If science finally confirms that we live in someone's simulation rather than in reality, the search for the answer to the scariest question man has ever asked himself follows: who is deceiving us?


One of the questions that has marked the history of philosophy in the last five centuries is certainly one of the seemingly most absurd ones ever asked: is this around us a reality or a dream, do we really exist in this world the way we think we exist or are deceived? an evil demon, a mad scientist or some alien being?


Epistemology as a modern philosophical science began with Rene Descartes, and entered popular culture and the minds of the vast majority of people with the film franchise "Matrix", primarily its first (and best?) Part.

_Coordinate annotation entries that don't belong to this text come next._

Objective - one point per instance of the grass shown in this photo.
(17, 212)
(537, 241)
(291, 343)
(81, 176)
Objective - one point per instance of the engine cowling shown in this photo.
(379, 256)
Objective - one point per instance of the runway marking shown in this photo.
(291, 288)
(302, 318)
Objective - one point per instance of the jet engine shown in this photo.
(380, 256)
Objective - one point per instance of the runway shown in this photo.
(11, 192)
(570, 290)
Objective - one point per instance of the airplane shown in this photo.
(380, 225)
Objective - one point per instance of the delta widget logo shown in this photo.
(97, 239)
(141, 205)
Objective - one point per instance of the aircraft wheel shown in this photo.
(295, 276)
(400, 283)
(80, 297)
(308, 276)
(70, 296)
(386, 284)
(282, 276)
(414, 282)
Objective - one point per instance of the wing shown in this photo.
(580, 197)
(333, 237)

The basic idea behind this hypothesis is that we can never be sure if we are dreaming or waking up, since we have all experienced dreams that are so real that even when we woke up we were not sure if it really happened or not. Descartes debated the possibility of being deceived by an evil demon who is smart and deceiving as powerful as he is, and who uses all his strength to create the illusion in us (and perhaps in others) that the outside world exists.


The modern philosophical variant of this concept is the so-called a brain in a jar connected by wires to a supercomputer, which creates the same illusion. 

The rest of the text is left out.